Nora tiene 18 años y ha querido compartir esta carta tan especial para explicar lo que vivieron y estan viviendo junto a su madre y su hermano de 14 años, después de la muerte impuesta de su papa hace poco más de un mes. También nos explica lo que les ayuda y les perjudica en estos momentos tan difíciles de ser vividos.

“Salgo a la calle una mañana más y oigo los comentarios de la gente como de costumbre. De vez en cuando alguien decide apresurarse a mí y, con una mueca de un supuesto inmenso dolor, decide otorgarme su más sincero pésame, para luego añadir: “¿Por qué lo hizo tu padre, si él lo tenía todo?” Y jamás me atrevo a responderles:  “Sí, lo tenía todo: todo revuelto en su inmensa mente y no sabía salir del agujero en el que se encontraba inmerso, y esa es la salida que su humilde visión de la vida le ofreció”. Sin embargo, con ojos tristes y con una forzada sonrisa les doy las gracias y continúo mi camino. “Ellos no lo entenderían” pienso mientras paseo absorta,  adentrada en mis más oscuros pensamientos y en mis más tristes recuerdos. Nadie parece entenderlo, ¿verdad? Todos pensamos en locura, en las enfermedades mentales, tan repudiadas y rechazadas por nuestra sociedad actual hoy en día. Es entendible que estas cosas estén al alcance de pocos si no se ha pasado por tal experiencia, pero hay que abrir la mente y dejar de lado ese dogmatismo hacia este tema y concienciarse de la gravedad del suicidio y de las enfermedades que llevan a realizarlo.

Bien es cierto que mi padre lo tenía todo: una familia estupenda, un trabajo que cubría nuestras necesidades económicas y el calor de unos amigos estupendos. Nada parecía ir mal en su perfecta vida, excepto su mente. Y ahí nadie podía entrar, nadie podía hurgar en la herida más profunda y desconocida del hombre, que es una enfermedad mental; nadie excepto él, y todas aquellas personas que sufren y padecen este calvario. Parece algo común, pero no es así. Ese sufrimiento, ese deterioro de mi padre día a día, atentando contra su salud en varias ocasiones, relegando su vida al aislamiento más profundo y absoluto. Depresión mayor era su enfermedad, tan válida y grave como cualquier cáncer o dolencia cardíaca. Y esa depresión, ese cáncer mental, pareció ser su perdición. Su rutina ya no era la misma de antaño. Su trabajo no parecía importarle y ya no hablaba ni se relacionaba con nadie. Su mirada hacía tiempo que se había perdido en un inmenso horizonte desconocido y desconcertante, oscuro y aterrador.
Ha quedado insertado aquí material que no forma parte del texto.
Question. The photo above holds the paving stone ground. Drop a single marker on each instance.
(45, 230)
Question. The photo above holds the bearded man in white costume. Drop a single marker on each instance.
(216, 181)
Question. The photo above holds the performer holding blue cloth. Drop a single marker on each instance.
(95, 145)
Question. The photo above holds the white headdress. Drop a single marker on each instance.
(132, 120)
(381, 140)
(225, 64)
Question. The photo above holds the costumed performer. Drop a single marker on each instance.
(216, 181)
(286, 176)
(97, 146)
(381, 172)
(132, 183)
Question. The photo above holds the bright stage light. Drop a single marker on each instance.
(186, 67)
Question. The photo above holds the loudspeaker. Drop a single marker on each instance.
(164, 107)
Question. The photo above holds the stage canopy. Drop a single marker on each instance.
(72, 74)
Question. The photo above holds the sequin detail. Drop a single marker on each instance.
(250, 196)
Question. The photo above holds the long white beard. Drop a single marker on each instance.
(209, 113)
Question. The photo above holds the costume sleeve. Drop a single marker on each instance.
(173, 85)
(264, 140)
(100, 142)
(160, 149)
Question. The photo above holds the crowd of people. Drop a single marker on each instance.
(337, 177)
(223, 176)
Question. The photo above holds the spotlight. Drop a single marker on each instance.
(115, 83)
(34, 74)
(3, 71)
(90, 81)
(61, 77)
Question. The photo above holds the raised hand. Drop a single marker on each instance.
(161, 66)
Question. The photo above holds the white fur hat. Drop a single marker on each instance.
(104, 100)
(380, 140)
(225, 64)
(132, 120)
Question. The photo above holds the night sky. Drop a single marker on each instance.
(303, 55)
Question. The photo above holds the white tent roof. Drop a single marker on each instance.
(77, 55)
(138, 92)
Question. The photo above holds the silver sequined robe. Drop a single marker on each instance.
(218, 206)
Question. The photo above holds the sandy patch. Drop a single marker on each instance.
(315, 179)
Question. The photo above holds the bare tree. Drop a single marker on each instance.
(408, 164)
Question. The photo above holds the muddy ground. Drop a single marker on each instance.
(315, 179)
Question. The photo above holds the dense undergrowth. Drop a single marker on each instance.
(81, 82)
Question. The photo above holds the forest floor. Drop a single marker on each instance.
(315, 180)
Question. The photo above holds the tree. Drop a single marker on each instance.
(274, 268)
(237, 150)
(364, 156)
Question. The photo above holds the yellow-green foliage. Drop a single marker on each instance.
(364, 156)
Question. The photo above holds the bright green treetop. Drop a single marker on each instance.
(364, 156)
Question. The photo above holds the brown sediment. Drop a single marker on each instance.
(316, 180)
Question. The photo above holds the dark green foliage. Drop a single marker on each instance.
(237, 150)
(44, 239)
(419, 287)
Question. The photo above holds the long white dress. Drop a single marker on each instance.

Su mente divagaba entre pensamientos que le entristecían y le desesperaban y su forma de ser pasó a ser la sombra de lo que un día fue mi padre, el esposo de mi madre, el hijo, el hermano, el amigo y un millar de calificativos más que podría añadir en una larga lista de adjetivos que describían a un hombre jovial, dulce, humilde y divertido que había entregado su vida a los demás en cuerpo y alma. Pero su depresión pudo más y poco a poco lo iba matando. Este sufrimiento lo padecíamos todos; sus breves comentarios sobre su poca ilusión de vivir y sus ganas de despegar de este mundo para no volver jamás resonaban en mis oídos y se clavaban en mi alma como puñales ardientes que me hacían estremecer cada día, cada minuto, cada segundo. Ya no era la persona que conocíamos y nadie pudo remediar que su mente le jugase esa mala pasada. Especialistas, medicamentos, terapias, charlas familiares. ¿De qué servía? Nadie podía ayudarle. A nadie le comentábamos nada porque nos daba cierto reparo la opinión de la gente y sus comentarios que, de alguna forma, siempre serían ofensivos en menor o mayor grado. Y al final, un seis de mayo, sin saber aún del todo como funcionaba la vida y su propia mentalidad, sin hallar explicación en este mundo horroroso y maravilloso a la vez, sin una esperanza o un aliciente al que agarrarse, sin nada a lo que aferrarse, decidió saltar a la vía del tren y, sin más dilación, se dejó arrollar.

¿Es una muerte voluntaria? Es evidente que no después del relato de mi experiencia. Como bien me dijo un día una persona, es tan solo una muerte impuesta: impuesta por una enfermedad que te atrapa y te arrastra a tu propio mundo, a tus propios pensamientos.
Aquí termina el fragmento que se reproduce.